Will China Weaponize Its US Treasury Holding?

Amid the rapidly escalating trade war, some onlookers are speculating that Beijing could retaliate by dumping its giant US Treasury holding. Private banks sound off on the prospect of a mass sell-off by China and beyond.

Based on official figures, China is the second largest holder of American government debt, also known as US Treasury bonds, at $761 billion, as of January 2025, behind Japan’s holding of more than $1 trillion. Some estimate the actual figure is as high as approximately $1 trillion when accounting for unknown sums held in custody accounts in Europe.

Given the significant amount, China has the potential ability to destabilize the Treasury market and drive US borrowing costs higher as a response to recent trade war escalation that has seen US tariffs on Chinese imports soar to 145 percent.

Divided on Dumping

According to multiple private banks, the view is divided on whether or not China will weaponize its holding and engage in serious dumping of US Treasuries.

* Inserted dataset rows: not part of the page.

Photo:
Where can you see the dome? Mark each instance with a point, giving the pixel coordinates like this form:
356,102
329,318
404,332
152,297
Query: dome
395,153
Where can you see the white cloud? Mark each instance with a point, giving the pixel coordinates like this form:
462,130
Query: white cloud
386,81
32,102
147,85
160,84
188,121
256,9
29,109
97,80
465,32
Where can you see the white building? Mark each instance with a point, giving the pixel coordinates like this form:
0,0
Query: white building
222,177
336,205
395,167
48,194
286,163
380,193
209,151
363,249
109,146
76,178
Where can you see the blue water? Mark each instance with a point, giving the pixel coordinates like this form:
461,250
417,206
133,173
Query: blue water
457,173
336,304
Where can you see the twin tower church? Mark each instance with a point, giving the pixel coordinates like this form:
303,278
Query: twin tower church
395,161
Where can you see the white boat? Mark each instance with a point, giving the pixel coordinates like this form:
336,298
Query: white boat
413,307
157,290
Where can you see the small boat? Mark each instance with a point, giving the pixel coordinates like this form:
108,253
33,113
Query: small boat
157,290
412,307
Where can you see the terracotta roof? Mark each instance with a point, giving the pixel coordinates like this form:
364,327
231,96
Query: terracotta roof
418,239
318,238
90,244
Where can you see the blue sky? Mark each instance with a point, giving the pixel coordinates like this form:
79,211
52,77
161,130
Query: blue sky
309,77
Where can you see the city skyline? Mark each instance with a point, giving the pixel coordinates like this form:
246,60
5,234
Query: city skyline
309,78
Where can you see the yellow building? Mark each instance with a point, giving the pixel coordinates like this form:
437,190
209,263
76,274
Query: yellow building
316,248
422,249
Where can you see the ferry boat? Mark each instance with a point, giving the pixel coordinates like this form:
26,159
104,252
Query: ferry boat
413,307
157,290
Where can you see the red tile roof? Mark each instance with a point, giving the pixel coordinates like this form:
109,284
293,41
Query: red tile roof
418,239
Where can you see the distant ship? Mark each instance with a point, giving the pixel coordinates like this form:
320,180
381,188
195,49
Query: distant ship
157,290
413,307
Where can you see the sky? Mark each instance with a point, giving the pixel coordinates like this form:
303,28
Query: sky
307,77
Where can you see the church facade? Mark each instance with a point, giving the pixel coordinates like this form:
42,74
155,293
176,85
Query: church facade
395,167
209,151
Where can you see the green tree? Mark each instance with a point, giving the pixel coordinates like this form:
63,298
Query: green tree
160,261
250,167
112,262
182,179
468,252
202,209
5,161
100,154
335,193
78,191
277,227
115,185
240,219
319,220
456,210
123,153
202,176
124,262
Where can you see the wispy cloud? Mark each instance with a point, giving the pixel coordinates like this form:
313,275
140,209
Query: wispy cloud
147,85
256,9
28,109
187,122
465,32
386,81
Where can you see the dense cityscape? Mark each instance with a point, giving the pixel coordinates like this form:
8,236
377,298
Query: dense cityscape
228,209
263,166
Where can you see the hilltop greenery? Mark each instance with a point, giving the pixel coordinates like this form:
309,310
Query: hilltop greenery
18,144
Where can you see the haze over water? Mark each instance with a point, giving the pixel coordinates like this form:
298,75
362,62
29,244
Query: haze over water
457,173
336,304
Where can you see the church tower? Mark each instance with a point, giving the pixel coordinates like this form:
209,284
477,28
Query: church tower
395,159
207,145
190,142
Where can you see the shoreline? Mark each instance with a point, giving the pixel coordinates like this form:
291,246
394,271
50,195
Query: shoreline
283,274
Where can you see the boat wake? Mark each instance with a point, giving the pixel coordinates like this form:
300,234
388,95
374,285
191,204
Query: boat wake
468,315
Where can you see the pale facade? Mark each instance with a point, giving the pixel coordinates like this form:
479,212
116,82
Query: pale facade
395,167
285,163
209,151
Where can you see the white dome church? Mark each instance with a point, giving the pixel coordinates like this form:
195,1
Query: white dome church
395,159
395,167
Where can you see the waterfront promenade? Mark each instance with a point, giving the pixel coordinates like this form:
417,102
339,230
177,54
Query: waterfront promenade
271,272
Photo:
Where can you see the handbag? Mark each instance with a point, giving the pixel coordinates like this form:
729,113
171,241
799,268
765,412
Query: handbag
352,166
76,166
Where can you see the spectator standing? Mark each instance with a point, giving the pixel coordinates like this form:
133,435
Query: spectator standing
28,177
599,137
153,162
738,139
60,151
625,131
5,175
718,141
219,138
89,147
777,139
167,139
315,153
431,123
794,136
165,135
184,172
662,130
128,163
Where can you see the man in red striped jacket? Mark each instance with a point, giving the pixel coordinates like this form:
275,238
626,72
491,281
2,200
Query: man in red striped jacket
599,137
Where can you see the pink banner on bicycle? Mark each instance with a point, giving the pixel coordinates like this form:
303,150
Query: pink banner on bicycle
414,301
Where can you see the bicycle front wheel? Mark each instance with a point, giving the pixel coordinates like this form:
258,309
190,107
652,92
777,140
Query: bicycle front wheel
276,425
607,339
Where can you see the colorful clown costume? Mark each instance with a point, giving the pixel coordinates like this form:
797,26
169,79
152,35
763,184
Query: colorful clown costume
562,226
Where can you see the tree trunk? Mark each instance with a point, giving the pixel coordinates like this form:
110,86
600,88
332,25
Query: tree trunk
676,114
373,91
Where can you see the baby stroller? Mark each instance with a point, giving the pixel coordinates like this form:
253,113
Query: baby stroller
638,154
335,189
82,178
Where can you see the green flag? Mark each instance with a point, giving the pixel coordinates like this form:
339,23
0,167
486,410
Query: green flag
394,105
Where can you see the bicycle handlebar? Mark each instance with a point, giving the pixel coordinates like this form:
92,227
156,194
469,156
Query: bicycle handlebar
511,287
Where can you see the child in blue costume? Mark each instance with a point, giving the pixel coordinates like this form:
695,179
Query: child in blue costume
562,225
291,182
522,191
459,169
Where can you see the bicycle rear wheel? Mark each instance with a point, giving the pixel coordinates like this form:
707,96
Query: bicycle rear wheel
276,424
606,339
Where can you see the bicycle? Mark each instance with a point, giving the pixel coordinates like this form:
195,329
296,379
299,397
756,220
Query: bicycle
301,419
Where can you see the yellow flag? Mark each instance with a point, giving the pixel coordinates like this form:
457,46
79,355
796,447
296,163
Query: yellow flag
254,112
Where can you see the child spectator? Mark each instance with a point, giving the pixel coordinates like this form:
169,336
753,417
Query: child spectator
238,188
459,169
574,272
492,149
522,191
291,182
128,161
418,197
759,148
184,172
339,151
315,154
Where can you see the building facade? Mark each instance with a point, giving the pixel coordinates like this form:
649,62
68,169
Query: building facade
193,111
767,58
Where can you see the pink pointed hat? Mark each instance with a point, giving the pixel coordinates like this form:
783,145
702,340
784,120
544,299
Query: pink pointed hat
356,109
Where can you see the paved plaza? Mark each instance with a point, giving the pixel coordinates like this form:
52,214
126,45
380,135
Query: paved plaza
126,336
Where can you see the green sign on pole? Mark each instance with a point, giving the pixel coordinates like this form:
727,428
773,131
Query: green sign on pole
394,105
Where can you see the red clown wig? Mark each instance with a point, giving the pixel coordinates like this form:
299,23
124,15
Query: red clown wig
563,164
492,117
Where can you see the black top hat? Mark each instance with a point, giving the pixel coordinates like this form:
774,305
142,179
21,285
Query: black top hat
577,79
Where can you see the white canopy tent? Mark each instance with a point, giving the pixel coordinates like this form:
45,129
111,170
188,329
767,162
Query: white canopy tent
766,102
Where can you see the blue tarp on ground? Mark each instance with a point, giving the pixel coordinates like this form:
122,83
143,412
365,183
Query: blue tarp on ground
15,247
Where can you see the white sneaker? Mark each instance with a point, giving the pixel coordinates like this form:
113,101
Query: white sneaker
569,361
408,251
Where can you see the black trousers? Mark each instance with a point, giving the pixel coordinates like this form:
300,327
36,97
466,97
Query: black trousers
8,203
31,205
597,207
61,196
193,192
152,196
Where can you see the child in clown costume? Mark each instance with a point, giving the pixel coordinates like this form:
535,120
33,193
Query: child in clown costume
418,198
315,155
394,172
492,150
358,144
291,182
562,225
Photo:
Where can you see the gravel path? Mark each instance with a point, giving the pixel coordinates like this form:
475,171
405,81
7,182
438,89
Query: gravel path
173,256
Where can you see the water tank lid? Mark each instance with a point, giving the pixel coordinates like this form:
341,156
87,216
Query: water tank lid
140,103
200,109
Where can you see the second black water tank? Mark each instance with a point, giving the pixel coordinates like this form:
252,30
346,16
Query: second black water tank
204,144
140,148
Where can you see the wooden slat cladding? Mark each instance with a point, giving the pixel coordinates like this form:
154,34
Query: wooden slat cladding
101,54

According to Bank of Singapore’s chief economist Mansoor Mohi-uddin, Beijing could force Washington to deal by selling down its US Treasury holdings, adding that «America’s extreme tariffs on China may not last throughout 2025». Other moves by China to try to obtain a favorable outcome include the curbing of rare earth exports, toughening regulations for US firms in the mainland and weakening of the Chinese yuan.

In contrast, J. Safra Sarasin believes such dumping is «unlikely». Mali Chivakul, the bank’s emerging markets economist, highlighted that while China has stopped accumulating more US Treasures, local state banks have continued to build up other US dollar papers and mass dumping would incur a major loss «hurting not only itself, but also other countries around the world».

Mar-a-Lago Accord

Elsewhere, there is a belief that President Donald Trump’s isolationist policies could trigger capital outflows through the sale of assets like equities and Treasuries, and help rebalance the trade deficit by significantly weakening the US dollar. This is sometimes referred to as the «Mar-a-Lago accord» which is based on a paper published by Stephen Miran, chair of the US Council of Economic Advisers. However, some private banks are not so convinced that this will play out.

According to Lombard Odier in a note by investment strategists Michael Strobaek and Dr. Nannette Hechler-Fayd’herbe, the bank believes the Mar-a-Lago plan is now irrelevant after the latest tariffs designed to correct trade imbalances and also due to the risk to inflation and US Treasuries from a devaluation of the greenback.

A separate note by Pictet authored by economists Frederik Ducrozet and Xiao Cui added that «the incentives in the accord are not strong enough to get the trading partners on board to cooperate, and the tools are poorly designed, potentially harming the dollar’s reserve currency status». Issues include a proposal to charge a user fee on Treasury repayments, risk to Fed independence and the difficulty of gaining cooperation from trading partners, particularly China.